Cut out the sun (or Earth or Mars depending on the project you have selected). Then determine the center using a ruler to find the diameter, then dividing by two to find where the middle is, the mark the middle with a writing utensil. Use an X-ACTO knife, of some other sharp knife to carve a hole that is the same size as the knob that the hands were attached to. Then, slide the sun onto the clock face so that the hole fits over the clock mechanism. For stars, use a chalk marker, and make dots. To give a more realistic look, try adding constellations, and making small "clusters" of stars. Also, for a twinkle effect, make small "plus signs." This wouldn't occur if you were in space because the atmosphere of the Earth distorts light entering it.
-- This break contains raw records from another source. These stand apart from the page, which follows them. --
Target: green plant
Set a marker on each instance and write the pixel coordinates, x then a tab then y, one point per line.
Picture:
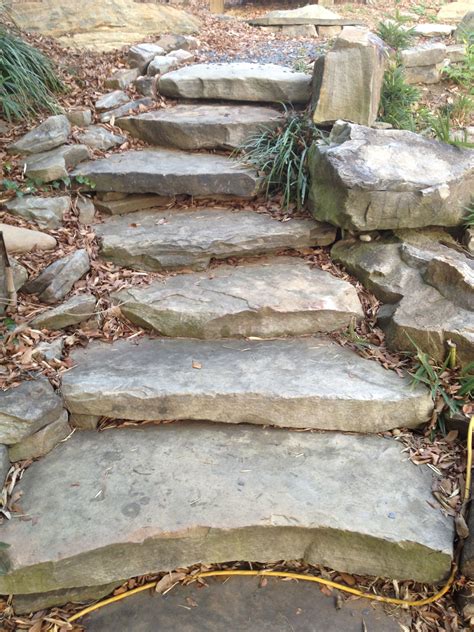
398	99
280	156
28	82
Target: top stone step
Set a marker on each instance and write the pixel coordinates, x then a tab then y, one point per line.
239	81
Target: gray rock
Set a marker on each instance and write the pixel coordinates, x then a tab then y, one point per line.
297	383
168	172
55	164
237	81
140	55
278	297
161	64
98	137
371	179
86	210
347	81
201	126
80	117
128	108
27	408
55	281
54	131
24	604
46	212
41	442
72	312
173	239
424	54
122	78
111	100
154	511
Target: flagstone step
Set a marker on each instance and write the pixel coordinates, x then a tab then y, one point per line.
170	172
237	81
298	383
201	126
139	501
172	239
281	296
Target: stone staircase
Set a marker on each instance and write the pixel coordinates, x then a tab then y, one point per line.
106	506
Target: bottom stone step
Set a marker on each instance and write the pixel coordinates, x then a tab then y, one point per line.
103	507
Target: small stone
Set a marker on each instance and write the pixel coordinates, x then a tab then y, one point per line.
111	100
72	312
128	108
122	78
27	408
146	86
80	117
50	134
161	64
41	442
97	137
55	164
58	278
140	55
86	210
46	212
423	55
25	240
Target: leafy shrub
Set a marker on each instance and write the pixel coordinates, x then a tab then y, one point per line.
280	156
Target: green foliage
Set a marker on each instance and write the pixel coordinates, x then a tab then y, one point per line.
28	82
462	73
398	99
281	157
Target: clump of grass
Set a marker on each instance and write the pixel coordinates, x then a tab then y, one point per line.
28	81
398	99
281	157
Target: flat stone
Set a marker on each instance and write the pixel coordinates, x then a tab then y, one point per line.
347	81
55	164
201	126
127	108
57	279
369	179
423	55
423	74
27	408
280	297
173	239
112	100
122	78
72	312
18	240
168	172
80	117
140	55
434	30
237	81
299	383
142	509
132	203
41	442
224	605
98	137
161	64
53	132
24	604
46	212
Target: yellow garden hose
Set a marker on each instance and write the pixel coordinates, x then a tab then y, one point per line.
309	578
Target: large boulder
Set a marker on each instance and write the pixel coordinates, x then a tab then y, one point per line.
368	179
104	25
348	79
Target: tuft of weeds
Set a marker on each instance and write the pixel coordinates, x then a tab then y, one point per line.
281	157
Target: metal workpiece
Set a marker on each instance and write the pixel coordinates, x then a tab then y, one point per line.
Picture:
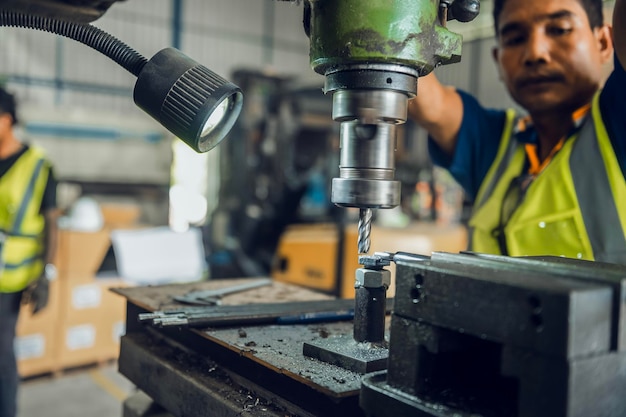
372	278
492	336
369	315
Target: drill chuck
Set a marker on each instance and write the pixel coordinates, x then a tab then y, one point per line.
368	141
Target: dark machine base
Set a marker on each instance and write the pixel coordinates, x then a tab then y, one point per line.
347	353
380	400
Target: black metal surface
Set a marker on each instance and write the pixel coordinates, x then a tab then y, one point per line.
369	314
598	272
379	399
266	360
187	385
461	345
545	313
367	78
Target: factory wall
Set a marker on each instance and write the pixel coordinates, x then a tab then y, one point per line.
51	71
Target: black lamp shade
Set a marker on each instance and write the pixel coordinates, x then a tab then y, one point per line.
182	94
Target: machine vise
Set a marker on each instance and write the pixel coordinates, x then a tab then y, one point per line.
491	336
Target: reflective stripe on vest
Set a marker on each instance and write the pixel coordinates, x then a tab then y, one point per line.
575	208
21	192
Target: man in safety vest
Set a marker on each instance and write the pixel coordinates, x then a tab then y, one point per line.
27	236
552	182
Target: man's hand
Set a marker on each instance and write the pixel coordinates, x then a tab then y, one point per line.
37	294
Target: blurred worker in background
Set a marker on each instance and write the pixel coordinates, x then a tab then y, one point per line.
550	183
27	236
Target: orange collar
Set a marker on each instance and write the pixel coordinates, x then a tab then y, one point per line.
536	165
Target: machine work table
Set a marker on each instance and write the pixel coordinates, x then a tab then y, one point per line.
236	369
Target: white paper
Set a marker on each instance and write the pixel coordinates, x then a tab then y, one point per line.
159	255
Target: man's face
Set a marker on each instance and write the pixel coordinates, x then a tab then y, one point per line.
548	55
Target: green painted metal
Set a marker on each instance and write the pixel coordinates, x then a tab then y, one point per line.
405	32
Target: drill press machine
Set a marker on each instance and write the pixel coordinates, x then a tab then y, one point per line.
371	53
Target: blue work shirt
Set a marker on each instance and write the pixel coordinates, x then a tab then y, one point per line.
481	131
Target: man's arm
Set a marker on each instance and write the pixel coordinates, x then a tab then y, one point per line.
438	109
619	30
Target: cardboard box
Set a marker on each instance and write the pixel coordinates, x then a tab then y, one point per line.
81	252
89	328
35	341
307	256
113	325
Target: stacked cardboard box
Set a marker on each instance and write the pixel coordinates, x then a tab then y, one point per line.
83	321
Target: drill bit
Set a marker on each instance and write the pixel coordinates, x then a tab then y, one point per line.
365	228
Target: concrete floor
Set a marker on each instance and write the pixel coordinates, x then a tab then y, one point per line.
90	392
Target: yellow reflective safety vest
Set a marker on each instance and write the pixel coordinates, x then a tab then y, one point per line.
575	208
21	222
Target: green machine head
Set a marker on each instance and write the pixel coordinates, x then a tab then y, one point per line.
371	53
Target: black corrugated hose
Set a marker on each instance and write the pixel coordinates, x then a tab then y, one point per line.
84	33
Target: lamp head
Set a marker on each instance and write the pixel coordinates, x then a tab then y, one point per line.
188	99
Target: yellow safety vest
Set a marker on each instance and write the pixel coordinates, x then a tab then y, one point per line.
21	222
575	208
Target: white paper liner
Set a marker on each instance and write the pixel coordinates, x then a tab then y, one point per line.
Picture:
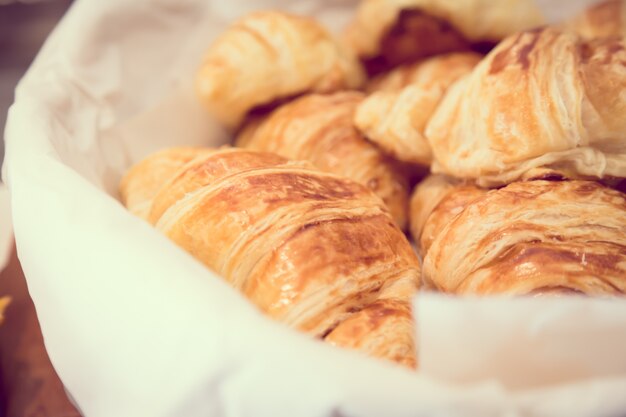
136	327
6	227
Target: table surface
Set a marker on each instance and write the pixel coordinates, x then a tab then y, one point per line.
30	386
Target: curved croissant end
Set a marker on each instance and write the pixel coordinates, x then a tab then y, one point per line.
603	20
542	98
404	30
534	237
434	203
142	182
267	56
319	128
298	243
396	114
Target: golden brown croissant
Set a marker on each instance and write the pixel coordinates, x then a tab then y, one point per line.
542	98
139	190
319	128
534	237
434	203
396	114
4	302
311	249
605	19
386	33
267	56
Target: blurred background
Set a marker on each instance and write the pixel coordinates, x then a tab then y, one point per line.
24	25
29	386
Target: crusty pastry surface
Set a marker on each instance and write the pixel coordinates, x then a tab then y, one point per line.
434	203
534	237
605	19
311	249
395	115
267	56
435	26
319	128
542	98
143	181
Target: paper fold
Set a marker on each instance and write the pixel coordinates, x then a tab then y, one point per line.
136	327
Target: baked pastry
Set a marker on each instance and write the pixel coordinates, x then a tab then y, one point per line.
605	19
403	101
534	237
319	128
434	203
139	190
268	56
4	302
542	98
298	242
386	33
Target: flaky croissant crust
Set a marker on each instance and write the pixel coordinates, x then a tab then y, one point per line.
296	241
319	128
533	237
402	102
271	55
605	19
541	98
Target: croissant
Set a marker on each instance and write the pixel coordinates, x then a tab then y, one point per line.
605	19
319	128
542	98
534	237
434	203
396	114
4	302
268	56
386	33
296	241
139	190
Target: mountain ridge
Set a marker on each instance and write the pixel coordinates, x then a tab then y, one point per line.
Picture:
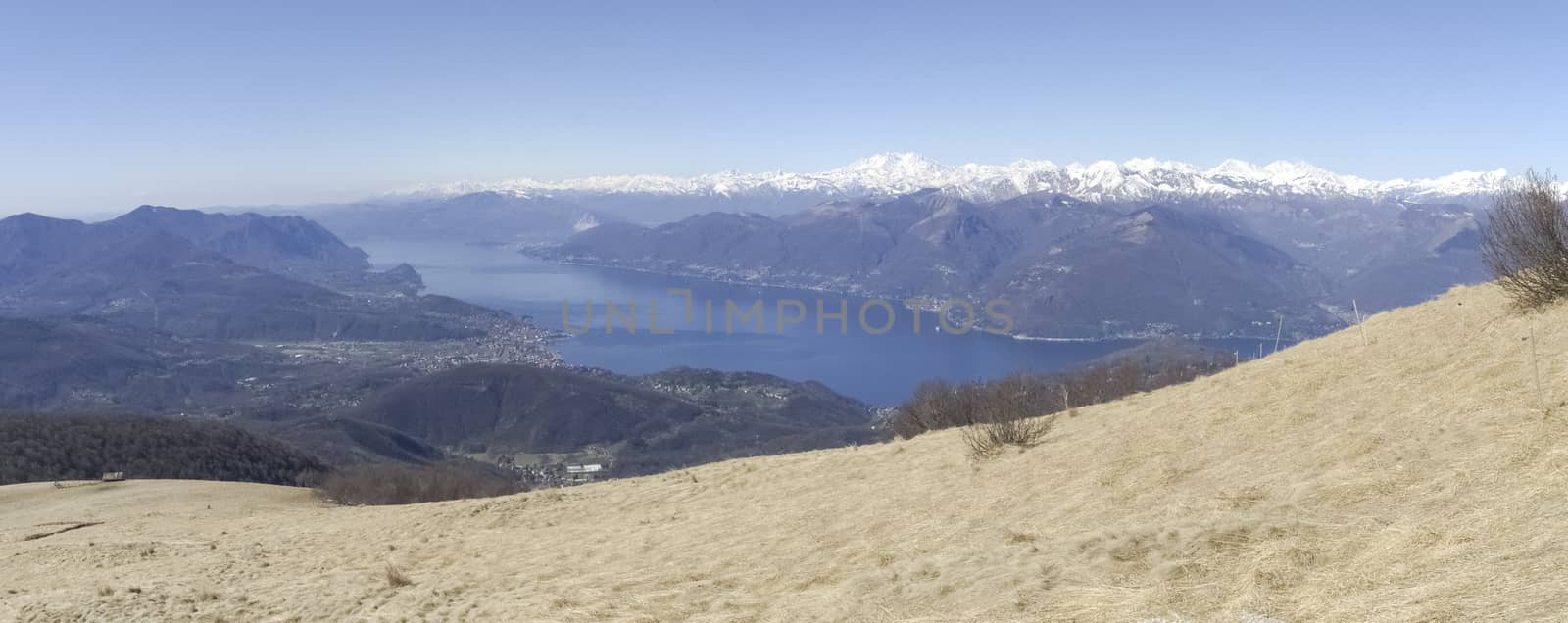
901	172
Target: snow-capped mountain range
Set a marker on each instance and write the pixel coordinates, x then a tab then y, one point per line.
890	174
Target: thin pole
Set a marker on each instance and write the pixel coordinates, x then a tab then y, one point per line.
1358	321
1536	368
Step 7: Assembling the Hands

Here you will add the planets or satellites (satellite just means something that orbits another body such as a planet). I used hot glue because it takes only a few seconds to dry. You may use any other types of glue, however you do not need any really strong glue. If you want, you may even paint the parts of the hands over the sun the same color scheme, or even put the sun on top of the whole set. I glued the planets to the hands, and cut any glue hanging off. For Mercury and Venus, you have to glue Venus so that it is close to the sun, away from Earth. Mercury was a bit difficult, because I had to extend the arm on the other end, seen in the fourth picture, using leftover cardstock. When cutting out the planets, a smaller pair of scissors is more precise, and you have more control. When cutting out the satellite from the Earth and Moon project, I used a larger clock, so you may have to "shrink" the photos, I also recommend not cutting out the exact shape of the satellite.

Step 8: Adding the Hands

To put the hands back on, simply pop them on in the same order they were in to begin with. Tip: put the hands on before you put the whole thing back together, as when I did that I found that the glue for Venus obstructed Mars's range of motion. Also, you may want to make sure that the weight of Venus does not cause the hand to slow or stop, I had that problem due to low battery, but also Venus weighed much more than Mercury (resulting in myself taking apart the mechanism looking for problems [then losing gears]).

Step 9: Conclusion

After putting the whole thing back together it looked very cool, and a lot better than I expected. Things I would change include patience to get the project done. I constantly found myself visiting the clock while the paint was drying, touching it to see if it were dry (resulting in fingerprints everywhere). I also tried adding lines to mark the numbers, which was difficult, and I added them going 1, 2, 3, 4, etc. I instead would have found the top, made a line, and using a ruler to add the six line, then going to the center and adding 3, and 9, and so on. You can even replace these with numbers, or both, or none as I did; However I found it difficult to set. Also, before you take it apart you can even make tick marks with a pen or pencil where the numbers would be to make it easier. Also, The planets order, is also in order of how long it will take to orbit the sun; although I had to put Earth on the hour hand, and Mars on the minute, where really it should be the other way around, as to be correct. If you want, you can create white circles to display orbit, and even create all the planets, having more than one per hand. To sum things up, this was a great project, and was very fun to build.

Step 10: Other Ideas

I have a few other space related clock ideas, one includes a clock with a satellite background, except the solar panels are actual panels, these would then power the clock. I was going to add a micro LED to the original inner planets one, with a switch on the outside, connecting to the battery. I was also going to have the moon orbiting Earth as it orbits the sun, but that would require either stronger hands,or a larger clock. If you want the file for it, I have it right here down below. Another idea would be to paint the stars on with glow in the dark paint. I hope you enjoyed building this!